Daoist concepts are found in Tai Ji Quan which become visually integrated into the practice. Wu Ji, one of the concepts, represents the state of nothingness and boundlessness. Wu Ji can be visually represented by standing still.

Fazio said the Tai Ji in his classes are all a prescribed form, but he sometimes takes specific parts out and uses them to perform different exercises.

“We might just catch the ball and part the mane and just keep doing that up and down, just to work on footwork, just to work on moving your waist,” he said. “Everything has to stay very much erect, you have to be posture conscious.”

Fazio said the hand movements embody the separation of a ball of ji, the curving motions representing yin and yang.

“We’re trying to do a visual representation, that separation of yin and yang,” he said. “But they’re not separate, they’re part of the same entity, they’re just somewhat opposite but they define each other and you can’t define night without day, so that’s part of it.”

Fazio compared the movements involved in Tai Ji to riding a bicycle.

“It’s like riding a bicycle, once you learn it’s kind of second nature, it’s muscle memory you’re not thinking about it,” he said.

Fazio said he appreciates the constant exploration, ancient philosophy and health aspects of Tai Ji.
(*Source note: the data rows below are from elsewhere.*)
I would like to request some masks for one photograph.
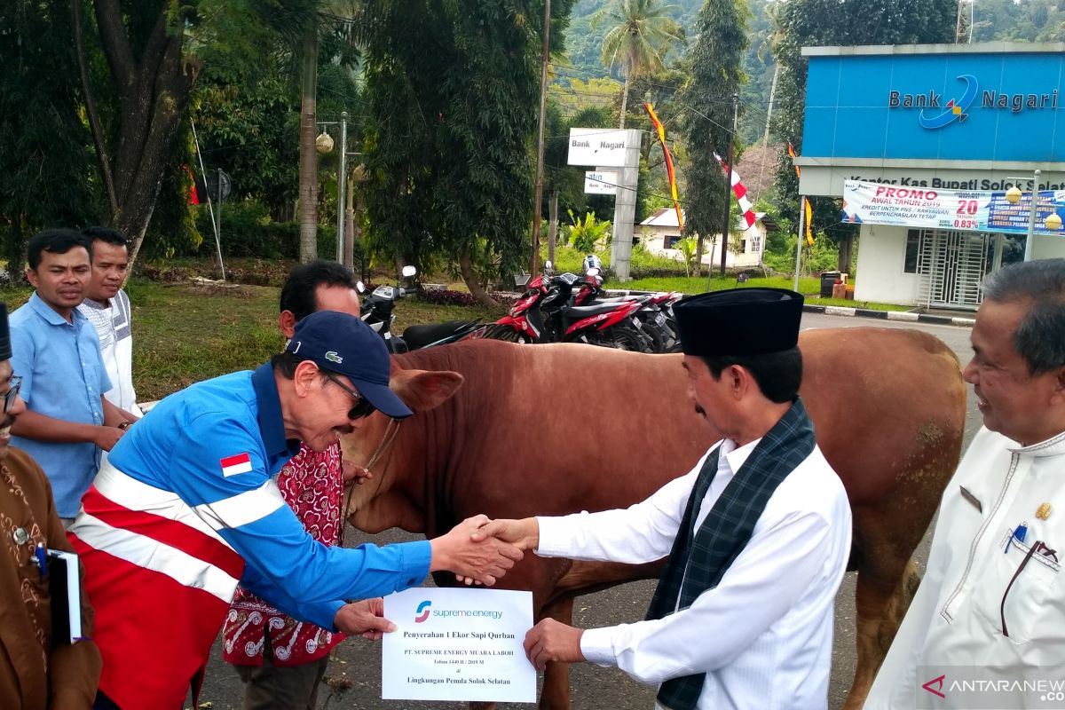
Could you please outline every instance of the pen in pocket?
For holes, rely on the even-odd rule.
[[[1023,523],[1021,523],[1020,525],[1018,525],[1016,528],[1014,528],[1013,534],[1010,535],[1010,538],[1006,539],[1006,541],[1005,541],[1005,549],[1002,550],[1002,551],[1009,554],[1010,552],[1010,541],[1013,540],[1013,539],[1016,539],[1017,542],[1022,543],[1022,542],[1025,542],[1025,535],[1027,535],[1027,534],[1028,534],[1028,521],[1025,521]]]

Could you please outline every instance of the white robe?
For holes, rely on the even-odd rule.
[[[1065,432],[1020,447],[982,428],[943,494],[928,571],[865,707],[1065,707],[1065,577],[1042,552],[1017,574],[1036,542],[1065,561]],[[1044,690],[1058,701],[1022,691],[1039,681],[1060,683]]]
[[[757,442],[722,444],[702,524]],[[712,451],[712,448],[710,449]],[[538,555],[640,563],[669,555],[706,456],[627,510],[542,517]],[[585,658],[642,683],[706,673],[698,707],[822,709],[833,602],[851,549],[843,485],[819,448],[781,482],[721,583],[661,620],[588,629]]]

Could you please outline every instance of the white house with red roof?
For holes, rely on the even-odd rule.
[[[683,212],[683,211],[682,211]],[[743,230],[740,237],[742,251],[728,251],[725,255],[726,268],[748,268],[759,266],[761,257],[766,249],[766,235],[769,232],[779,231],[776,221],[771,215],[765,212],[755,213],[754,226]],[[637,225],[633,234],[634,243],[642,244],[648,251],[653,254],[660,254],[675,259],[684,263],[684,254],[681,251],[681,228],[676,220],[676,211],[673,208],[662,208],[656,210],[654,214]],[[714,241],[712,248],[710,241]],[[721,264],[721,235],[714,234],[704,240],[703,254],[704,265]]]

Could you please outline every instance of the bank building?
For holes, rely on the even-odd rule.
[[[986,274],[1065,257],[1065,44],[803,55],[799,192],[861,225],[855,299],[974,310]]]

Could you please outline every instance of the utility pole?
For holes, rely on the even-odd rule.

He said that after years of practice, he is still discovering thought-provoking parts.

“I’ve been doing this same form for 25, 26 years and I’m still exploring, it’s still interesting and it’s fun to impart it and pass it on,” he said.

Stacy Pendell participated in Fazio’s Tai Ji class on April 5. She had been trying out other exercise classes and became curious after seeing his class in the newspaper.

“I wanted to start doing some exercise classes and tried several of them,” she said. “I tried to do a little bit of yoga, a little bit of zumba.”

Pendell said she chose Tai Ji because of the way the practice is centering in terms of balance.

“You root yourself and sink in, it’s really centering,” she said. “The mind flow meditation thing I guess is the popular thing, but it’s a form of that. You’re finding your own balance.”

Pendell said movements can be done at a participant’s own pace, and described Tai Ji as being a practice that isn’t quite yoga or zumba, but somewhere in the middle.

Chris Dunham, a regular in the class, who has been doing martial arts for 40 years, discusses yoga as a meditative practice. He distinguishes yoga and Tai Ji.

“If I’m doing yoga and I’m doing something I can still think about my workday even when I’m not supposed to… But if i’m doing this and it’s a moving meditation and i’m just in it and i’m just moving, i’m totally checked out. So I get to go on vacation for an hour in the middle of the week,” he said.